Required VCF Annotations

The intermediate VCF must have two columns named TRUTH and QUERY, with these FORMAT annotations:

##FORMAT=<ID=BK,Number=1,Type=String,Description="Sub-type for decision (match/mismatch type)">

The value of BK specifies the class of match for each variant record:

  1. .: missing = no match at any level tested by the comparison tool
  2. lm: loose match = the truth/query variant is nearby a variant in the query/truth -- if the tool outputs such match types, it should annotate the VCF header with the definition of loose matches (e.g. match within a fixed window, or within the same superlocus).
  3. am: almatch = the variant forms (part of) an allele match (independent of representation, i.e. one-sided haplotype match)
  4. gm: gtmatch = diploid haplotypes (and genotypes) were resolved to be the same (independent of representation)

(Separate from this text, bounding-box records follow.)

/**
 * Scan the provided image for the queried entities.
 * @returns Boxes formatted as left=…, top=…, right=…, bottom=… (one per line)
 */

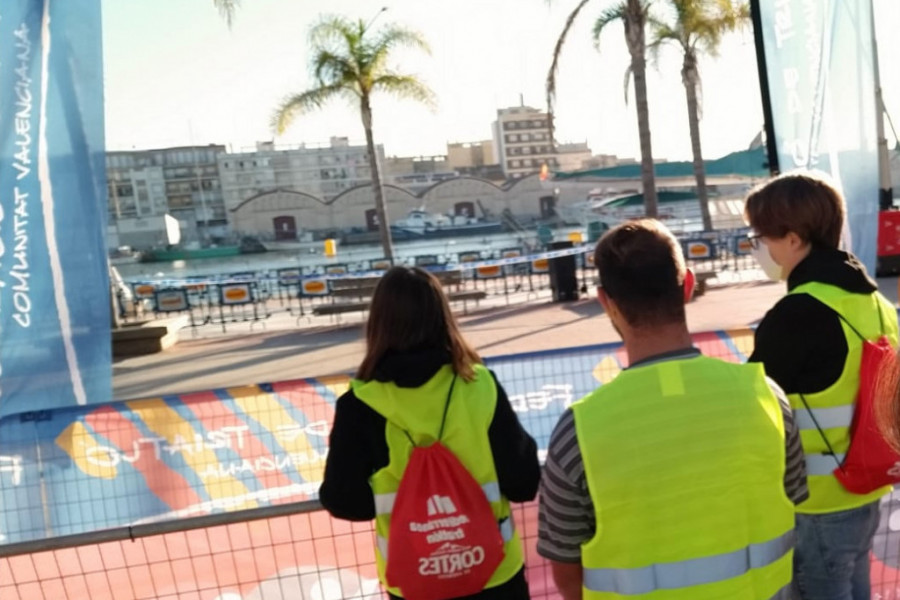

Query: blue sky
left=103, top=0, right=900, bottom=159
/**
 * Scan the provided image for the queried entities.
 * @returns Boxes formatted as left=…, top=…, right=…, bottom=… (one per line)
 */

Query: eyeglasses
left=747, top=232, right=763, bottom=250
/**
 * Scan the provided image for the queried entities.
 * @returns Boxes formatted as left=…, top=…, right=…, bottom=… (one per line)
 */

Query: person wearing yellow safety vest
left=745, top=173, right=897, bottom=600
left=319, top=267, right=540, bottom=600
left=537, top=219, right=807, bottom=600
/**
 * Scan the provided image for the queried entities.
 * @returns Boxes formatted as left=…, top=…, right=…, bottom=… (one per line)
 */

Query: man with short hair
left=744, top=172, right=900, bottom=600
left=538, top=220, right=807, bottom=600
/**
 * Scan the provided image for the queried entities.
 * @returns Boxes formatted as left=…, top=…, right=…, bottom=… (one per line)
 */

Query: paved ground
left=113, top=278, right=897, bottom=399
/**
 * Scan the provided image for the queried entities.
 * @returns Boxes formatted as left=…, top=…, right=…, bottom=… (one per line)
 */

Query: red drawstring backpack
left=800, top=304, right=900, bottom=494
left=386, top=377, right=504, bottom=600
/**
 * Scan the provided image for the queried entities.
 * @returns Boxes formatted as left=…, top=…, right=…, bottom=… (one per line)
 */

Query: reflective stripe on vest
left=806, top=452, right=846, bottom=475
left=375, top=517, right=516, bottom=560
left=375, top=481, right=501, bottom=515
left=794, top=404, right=854, bottom=431
left=584, top=530, right=794, bottom=597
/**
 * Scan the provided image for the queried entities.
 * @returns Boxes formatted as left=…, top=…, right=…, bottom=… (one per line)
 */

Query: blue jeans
left=794, top=501, right=880, bottom=600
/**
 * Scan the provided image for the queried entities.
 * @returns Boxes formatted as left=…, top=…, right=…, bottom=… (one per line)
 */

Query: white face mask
left=750, top=242, right=784, bottom=281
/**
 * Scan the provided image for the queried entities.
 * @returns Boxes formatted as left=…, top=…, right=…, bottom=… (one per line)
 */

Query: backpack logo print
left=427, top=494, right=456, bottom=517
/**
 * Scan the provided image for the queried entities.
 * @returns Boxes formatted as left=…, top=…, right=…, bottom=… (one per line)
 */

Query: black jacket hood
left=787, top=247, right=878, bottom=294
left=373, top=348, right=450, bottom=388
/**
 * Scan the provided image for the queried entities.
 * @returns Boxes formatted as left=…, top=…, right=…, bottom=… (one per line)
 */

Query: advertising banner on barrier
left=0, top=329, right=900, bottom=591
left=754, top=0, right=878, bottom=273
left=0, top=0, right=111, bottom=417
left=0, top=331, right=751, bottom=544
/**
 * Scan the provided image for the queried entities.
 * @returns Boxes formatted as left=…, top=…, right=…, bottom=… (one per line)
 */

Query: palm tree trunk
left=625, top=0, right=659, bottom=218
left=360, top=96, right=394, bottom=264
left=681, top=54, right=713, bottom=231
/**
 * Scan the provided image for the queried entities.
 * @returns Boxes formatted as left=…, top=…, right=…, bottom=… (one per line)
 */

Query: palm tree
left=272, top=13, right=434, bottom=261
left=648, top=0, right=750, bottom=231
left=547, top=0, right=658, bottom=217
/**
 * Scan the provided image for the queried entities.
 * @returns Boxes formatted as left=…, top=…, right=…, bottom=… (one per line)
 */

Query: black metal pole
left=750, top=0, right=781, bottom=175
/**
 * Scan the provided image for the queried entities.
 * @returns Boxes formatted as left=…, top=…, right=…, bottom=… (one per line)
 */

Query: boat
left=561, top=190, right=744, bottom=233
left=141, top=246, right=241, bottom=262
left=391, top=208, right=503, bottom=239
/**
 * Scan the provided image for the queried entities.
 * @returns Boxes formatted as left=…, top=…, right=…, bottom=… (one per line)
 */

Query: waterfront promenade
left=113, top=277, right=897, bottom=399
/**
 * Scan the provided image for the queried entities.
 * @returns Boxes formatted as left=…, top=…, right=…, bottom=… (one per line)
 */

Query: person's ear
left=683, top=268, right=697, bottom=304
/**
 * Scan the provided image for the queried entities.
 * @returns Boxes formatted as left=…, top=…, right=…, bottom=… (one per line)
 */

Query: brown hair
left=594, top=219, right=687, bottom=327
left=875, top=356, right=900, bottom=452
left=356, top=266, right=481, bottom=381
left=744, top=173, right=846, bottom=248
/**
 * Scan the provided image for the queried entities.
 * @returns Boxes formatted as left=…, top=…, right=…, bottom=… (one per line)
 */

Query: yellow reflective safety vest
left=788, top=282, right=897, bottom=513
left=350, top=365, right=525, bottom=596
left=572, top=356, right=794, bottom=600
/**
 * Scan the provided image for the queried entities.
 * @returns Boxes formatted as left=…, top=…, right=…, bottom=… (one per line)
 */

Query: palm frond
left=372, top=24, right=431, bottom=54
left=592, top=2, right=628, bottom=48
left=546, top=0, right=590, bottom=144
left=310, top=50, right=359, bottom=86
left=372, top=73, right=437, bottom=110
left=308, top=15, right=361, bottom=49
left=213, top=0, right=241, bottom=29
left=271, top=85, right=353, bottom=134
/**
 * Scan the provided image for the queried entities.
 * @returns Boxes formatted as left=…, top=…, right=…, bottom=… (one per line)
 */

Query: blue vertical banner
left=0, top=0, right=112, bottom=418
left=755, top=0, right=879, bottom=273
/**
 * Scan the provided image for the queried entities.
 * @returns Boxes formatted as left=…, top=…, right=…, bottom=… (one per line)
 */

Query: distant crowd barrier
left=120, top=230, right=755, bottom=331
left=7, top=329, right=900, bottom=600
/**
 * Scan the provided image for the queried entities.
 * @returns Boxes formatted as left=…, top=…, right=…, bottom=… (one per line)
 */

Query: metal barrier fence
left=0, top=330, right=900, bottom=600
left=119, top=230, right=755, bottom=333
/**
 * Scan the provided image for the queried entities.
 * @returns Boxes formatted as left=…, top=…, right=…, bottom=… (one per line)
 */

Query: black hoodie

Based on the values in BK, comparison tools must assign a decision for each variant call that assigns true/false postive/negative status. This status is output in the BD format field:

##FORMAT=<ID=BD,Number=1,Type=String,Description="Decision for call (TP/FP/FN/N)">

The mapping of combinations of BK values to BD may vary for different comparison types. Here are examples corresponding to the three standard comparison methods.

Loose variant comparison

Find all variants in the query where another variant was seen nearby in the truth.

BK BD (Truth) BD (Query)
. FN FP
lm/am/gm TP TP

Allele Comparison

Test allele-level concordance between truth and query.

BK BD (Truth) BD (Query)
./lm FN FP
am/gm TP TP

Genotype Comparison

Test genotype concordance between truth and query.

BK BD (Truth) BD (Query)
./lm FN FP
am FN (genotype mismatch) FP (genotype mismatch)
gm TP TP

Additional VCF Annotations

Comparison engines may have engine-specific status information that is useful to present in the output (for example, error status, specific match sub-algorithm used, etc). This can be recorded in the optional BI annotation:

##FORMAT=<ID=BI,Number=1,Type=String,Description="Additional match status information">

We allow for comparison engines to transform the input variants for more granular accounting / comparison. To facilitate ROC creation based on such a processed variant file, we define the following FORMAT annotation to pass on a variant quality score obtained from the input variants:

##FORMAT=<ID=QQ,Number=1,Type=Float,Description="Variant quality for ROC creation.">

Since we aim to benchmark variant calls independently of their representation, we also define superloci. A superlocus is a set of variant calls that intends to fully describe the variation within a contiguous reference region that may contain complex variation with different representations. In order to group variants into blocks by superlocus, we introduce the following INFO annotation that allows us to assign a benchmarking superlocus ID to each variant record.

##INFO=<ID=BS,Number=1,Type=Integer,Description="Benchmarking superlocus ID for these variants.">

In downstream tools, this may e.g. be used to count with superlocus granularity.